Question of the day: why did hedgehogs decide it was such an evolutionarily brilliant idea to migrate underground in the first place? Didn't they like sunshine?
Thought of the day: if ideas are really specific firings of neurons in the brain, it should be possible to create a device that reads the firing patterns from one person's brain (say a teacher) and then activates the corresponding neuron's in another person's brain (say a student or a whole class). If this can be done, essentially a class will be able to read the teacher's mind and learn effortlessly since nothing will be lost in the explanation of the concept. Of course teachers would have to be very careful with what they think about. For instance it would be pretty bad for a professor to be lecturing mentally on philosophy of language and then lapse into a thought about the disgusting mole on the forehead of a student sitting in the front row. It would be interesting to see what would happen if the mind-reader worked in two directions as well. If teachers could read their students' thoughts, I imagine their pupils would swiftly learn to focus their minds much more on the topic at hand.

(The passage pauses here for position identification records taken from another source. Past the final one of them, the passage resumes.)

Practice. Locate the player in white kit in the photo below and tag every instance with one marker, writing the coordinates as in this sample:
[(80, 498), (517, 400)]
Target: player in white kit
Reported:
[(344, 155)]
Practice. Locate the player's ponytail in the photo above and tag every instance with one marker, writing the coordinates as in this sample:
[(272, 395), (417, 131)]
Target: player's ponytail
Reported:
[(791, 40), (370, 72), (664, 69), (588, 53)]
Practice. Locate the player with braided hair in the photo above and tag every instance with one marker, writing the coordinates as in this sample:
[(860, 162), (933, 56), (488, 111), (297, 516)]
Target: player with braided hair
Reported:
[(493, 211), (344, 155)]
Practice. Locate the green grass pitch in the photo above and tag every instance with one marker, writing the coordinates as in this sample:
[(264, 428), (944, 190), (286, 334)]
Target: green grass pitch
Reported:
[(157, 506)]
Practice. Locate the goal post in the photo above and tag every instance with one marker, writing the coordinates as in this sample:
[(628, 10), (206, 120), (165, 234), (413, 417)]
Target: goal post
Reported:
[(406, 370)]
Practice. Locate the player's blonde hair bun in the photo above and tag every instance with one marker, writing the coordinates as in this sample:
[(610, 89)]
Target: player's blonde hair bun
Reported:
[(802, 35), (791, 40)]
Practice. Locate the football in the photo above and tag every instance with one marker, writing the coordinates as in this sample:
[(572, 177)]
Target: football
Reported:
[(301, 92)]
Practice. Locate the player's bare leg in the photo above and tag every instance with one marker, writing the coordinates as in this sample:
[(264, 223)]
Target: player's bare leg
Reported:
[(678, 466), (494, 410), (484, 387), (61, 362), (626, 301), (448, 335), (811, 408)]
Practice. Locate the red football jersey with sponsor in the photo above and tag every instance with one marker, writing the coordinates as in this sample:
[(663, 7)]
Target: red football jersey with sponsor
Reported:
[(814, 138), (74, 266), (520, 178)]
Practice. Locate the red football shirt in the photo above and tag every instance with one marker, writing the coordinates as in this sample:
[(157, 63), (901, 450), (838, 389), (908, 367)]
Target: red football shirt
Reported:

Unfortunately (or maybe fortunately), the only way I can think of to make this technology an actuality would involve removing large sections of people's skulls and inserting hundreds of millions of permanent electrodes into their brains. This is not only technically challenging as an operation, but it would also make after school football rather difficult. I don't think I'd like to wear a helmet and hit people with my head when my brain is exposed and has millions of needles in it. That's just asking for trouble.